Anda Kryeziu: «co-» (2016-2017), played by Theo Nabicht (Kontrabassklarinette), Seth Josel (E-Gitarre) und Gabriella Strümpel (Cello) from the Ensemble KNM Berlin.
How does one compose silence?
The main character’s silence of Perona’s central aspects. But how does one actually compose silence? Music consists of sounds and silence does not. Whereby, as Anda Kryeziu emphasises, “silence is not the same as stillness. Silence is the decision not to speak, while stillness is the absence of sounds”.
However, she did not need to actively compose silence: “silence was already there conceptually and actually triggered all the other musical ideas in the piece. For me, silence is the strongest and most blatant stylistic tool in this project. With Elisabeth’s silence, I try to shape all the dynamics and energy of the work and it serves as an igniting spark for many musical and dramatic situations.”
Anda Kryeziu sees the main character’s silence as a welcome challenge and composed it as an important factor. It is a similar story with the the other main character’s voice. Nurse Alma does the talking for both of them. For Kryeziu, the voice of soprano Álfheiður Erla Guðmundsdóttir, in the role of Alma, is the starting point for her composition. “The human voice is a complex mean of communication, a whole package of information, a semiotic system through which one can learn a great deal about identity,” says Kryeziu.
Guðmundsdóttir’s voice is alienated, distorted and multiplied by Kryeziu through electronics. “With the changes in the sound of the voice, I can also change the perception of the person speaking. She can suddenly sound masculine, childlike or totally destroyed.”
Anda Kryeziu: “Kreiswanderung im Raum”, from the production “Grosse Reise in entgegengesetzter Richtung” at the Münchener Biennale 2022. Jens Ruland (percussion) and the Ensemble Hand Werk.
The voice through the instruments
In addition, Kryeziu relates the voice to various counterparts: through loops, Guðmundsdóttir’s voice speaks to herself, through room-filling playback and re-recording it enters a dialogue with the space and with the help of so-called transducers, Kryeziu can project the sound of the voice or individual snippets of it onto the four instruments. The voice then kind of speaks through the instruments. A coherent metaphor for the fact that an identity operates in close connection and constant interaction with the outside world.
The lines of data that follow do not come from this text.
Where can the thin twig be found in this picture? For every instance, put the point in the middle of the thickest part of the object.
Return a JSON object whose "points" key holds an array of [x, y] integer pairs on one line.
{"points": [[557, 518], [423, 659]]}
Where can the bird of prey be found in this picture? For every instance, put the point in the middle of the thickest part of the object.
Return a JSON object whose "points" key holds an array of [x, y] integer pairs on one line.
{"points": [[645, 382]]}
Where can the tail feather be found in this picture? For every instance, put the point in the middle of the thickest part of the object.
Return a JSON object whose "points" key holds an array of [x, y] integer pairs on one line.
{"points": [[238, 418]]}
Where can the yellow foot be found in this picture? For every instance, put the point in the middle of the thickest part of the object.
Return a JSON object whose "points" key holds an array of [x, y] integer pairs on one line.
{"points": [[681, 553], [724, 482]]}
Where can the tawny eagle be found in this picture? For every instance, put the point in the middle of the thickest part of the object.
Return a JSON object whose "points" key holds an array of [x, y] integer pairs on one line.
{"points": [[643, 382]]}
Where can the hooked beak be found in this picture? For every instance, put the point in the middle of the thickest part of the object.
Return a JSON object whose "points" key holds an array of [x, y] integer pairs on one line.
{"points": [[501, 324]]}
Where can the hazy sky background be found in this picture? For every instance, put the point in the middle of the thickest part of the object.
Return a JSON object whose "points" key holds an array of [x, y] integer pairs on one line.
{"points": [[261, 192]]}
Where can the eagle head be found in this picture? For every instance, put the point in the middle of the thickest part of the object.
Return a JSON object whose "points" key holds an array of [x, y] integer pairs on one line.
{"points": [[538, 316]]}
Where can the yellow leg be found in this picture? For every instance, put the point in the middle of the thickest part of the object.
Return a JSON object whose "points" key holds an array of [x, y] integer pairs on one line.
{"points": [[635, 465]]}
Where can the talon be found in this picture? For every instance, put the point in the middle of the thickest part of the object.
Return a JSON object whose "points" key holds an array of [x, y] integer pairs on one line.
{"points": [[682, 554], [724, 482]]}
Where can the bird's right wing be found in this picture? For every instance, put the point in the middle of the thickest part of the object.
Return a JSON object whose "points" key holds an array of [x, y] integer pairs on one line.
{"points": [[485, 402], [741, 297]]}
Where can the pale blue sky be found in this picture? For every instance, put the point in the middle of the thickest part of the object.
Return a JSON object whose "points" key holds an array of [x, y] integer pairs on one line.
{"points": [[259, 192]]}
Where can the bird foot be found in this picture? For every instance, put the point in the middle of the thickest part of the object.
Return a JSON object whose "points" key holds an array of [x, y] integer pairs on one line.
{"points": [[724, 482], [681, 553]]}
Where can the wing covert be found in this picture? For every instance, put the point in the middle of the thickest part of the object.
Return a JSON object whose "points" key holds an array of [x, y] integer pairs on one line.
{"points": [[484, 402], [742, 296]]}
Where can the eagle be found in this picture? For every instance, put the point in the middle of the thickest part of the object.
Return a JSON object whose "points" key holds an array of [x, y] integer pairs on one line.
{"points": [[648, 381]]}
A voice speaking through many instruments is perhaps another fitting image for Kryeziu’s work. The identity theme emerges again and again, in her diverse work. “Identity never comes by itself in my opinion, as it cannot be separated from a socio-political context. We do not exist as abstract entities. We are the way we are because of our environment, our history and biography,” says Kryeziu. Her works are never autobiographical, but perhaps her migrant biography is one reason why the theme of identity regularly comes up.
Music theatre “Persona” is a Theater Basel production and will be presented at Gare du Nord on March 4, 6, 7, 15, 16 17 – 2023, featuring: Álfheiður Erla Guðmundsdóttir: soprano, Alice Gartenschläger: performance, Jeanne Larrouturou: percussion, Chris Moy: guitar, Maria Emmi Franz: cello and Aleksander Gabrýs: double bass.